What do you think about this? What could solve this issue?

Best regards,

Abdullah

You perhaps should use a generative model that allow you to impose constraints to ensure generated data is plausible.

Perhaps look into probabilistic graphical models.

How to Reduce Noise in Generated image,

Is dropout and Adam possible to use in GAN

Some ideas here:

https://machinelearningmastery.com/how-to-code-generative-adversarial-network-hacks/

Hi Jason,

Thanks for the very nice article. I have two questions:

Question 1: I have trained a GAN and obtained the log loss shown in the image in below URL. How do I interpret this? More specifically, what does it tell about the following:

https://drive.google.com/file/d/1F7U8CJoSFEC81B8FyOXwu9LhikUD3-vi/view?usp=sharing

(i) Generator convergence

(ii) Discriminator performance

(iii) Which iteration the training should be stopped?

(iv) The generator model produced at which iteration should be used to generate plausible data?

Question 2: After training a GAN, why we are not taking the generator model produce at the last training iteration to generate plausible data? Isn’t the GAN convergence always improve as the training iterations increase?

GANs don’t converge:

https://machinelearningmastery.com/faq/single-faq/why-is-my-gan-not-converging

No. You save models throughput the run, test each and pick one that produces results that you like.

Hi Jason,

Thanks for the answer. Can you please have a look at the 1st question in my post as well?

From the plot, the training process might be stable.

Thanks for the great article! It is very useful.

Two interesting questions remain to be dark matter for me.

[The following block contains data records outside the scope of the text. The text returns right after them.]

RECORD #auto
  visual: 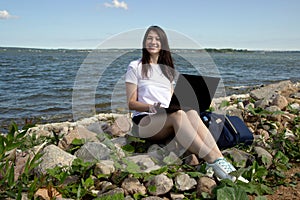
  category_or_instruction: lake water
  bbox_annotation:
[0,48,300,130]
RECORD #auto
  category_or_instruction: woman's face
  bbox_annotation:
[146,31,161,55]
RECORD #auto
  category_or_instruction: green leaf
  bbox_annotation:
[217,186,249,200]
[122,144,135,153]
[255,196,267,200]
[7,166,15,188]
[148,185,156,192]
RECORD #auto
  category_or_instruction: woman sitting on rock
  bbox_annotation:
[125,26,247,182]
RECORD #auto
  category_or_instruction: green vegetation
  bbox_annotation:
[0,102,300,200]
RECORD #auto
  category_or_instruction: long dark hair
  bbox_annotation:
[142,26,175,82]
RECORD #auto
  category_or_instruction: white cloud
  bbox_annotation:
[104,0,128,10]
[0,10,17,19]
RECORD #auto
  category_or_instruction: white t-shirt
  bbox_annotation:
[125,59,172,116]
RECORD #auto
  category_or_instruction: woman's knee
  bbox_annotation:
[170,110,187,120]
[186,110,199,117]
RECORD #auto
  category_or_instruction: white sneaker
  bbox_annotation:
[206,158,249,183]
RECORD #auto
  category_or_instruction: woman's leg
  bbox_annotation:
[186,110,223,163]
[139,110,222,162]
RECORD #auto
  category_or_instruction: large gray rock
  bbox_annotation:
[126,154,160,172]
[36,145,76,174]
[146,174,173,196]
[75,142,112,162]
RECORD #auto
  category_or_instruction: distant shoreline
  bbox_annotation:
[0,46,300,53]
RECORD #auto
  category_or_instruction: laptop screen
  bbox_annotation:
[169,74,220,112]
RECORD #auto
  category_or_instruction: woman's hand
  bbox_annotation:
[149,102,161,113]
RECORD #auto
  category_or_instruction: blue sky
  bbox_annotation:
[0,0,300,50]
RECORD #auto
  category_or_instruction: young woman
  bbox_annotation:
[125,26,247,182]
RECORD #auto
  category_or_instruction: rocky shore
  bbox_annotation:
[0,81,300,200]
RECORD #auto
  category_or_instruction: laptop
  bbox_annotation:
[165,74,220,113]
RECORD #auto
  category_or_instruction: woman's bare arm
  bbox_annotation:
[126,83,151,112]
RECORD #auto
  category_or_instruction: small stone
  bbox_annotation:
[122,177,147,195]
[185,154,199,166]
[254,146,273,168]
[175,174,197,191]
[197,176,217,197]
[94,160,115,176]
[146,174,173,196]
[271,94,288,110]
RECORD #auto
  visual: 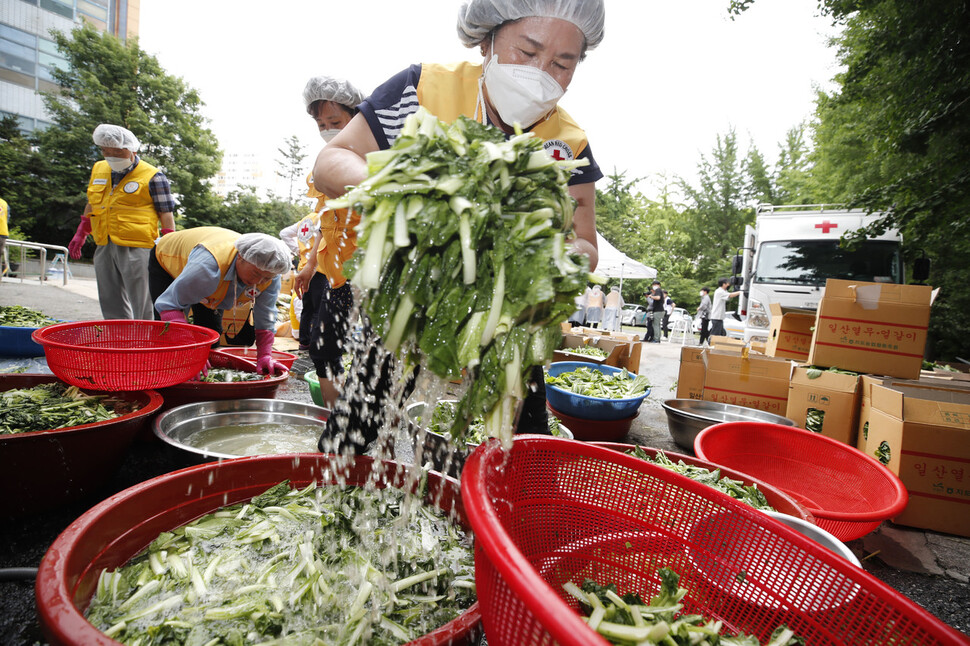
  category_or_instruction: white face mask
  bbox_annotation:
[104,157,131,173]
[484,49,565,128]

1. How does latent space size affect a model convergence?

2. What are recomendations for model capacities in general? (total number of trainable parameters) and to not to overestimate/underestimate required capacity for a given task.

Would you share your intuition on that.

Thanks again for the great article.

GANs don’t converge:

https://machinelearningmastery.com/faq/single-faq/why-is-my-gan-not-converging

We don’t have good theories re model size vs capability. The best we can do is controlled experiments.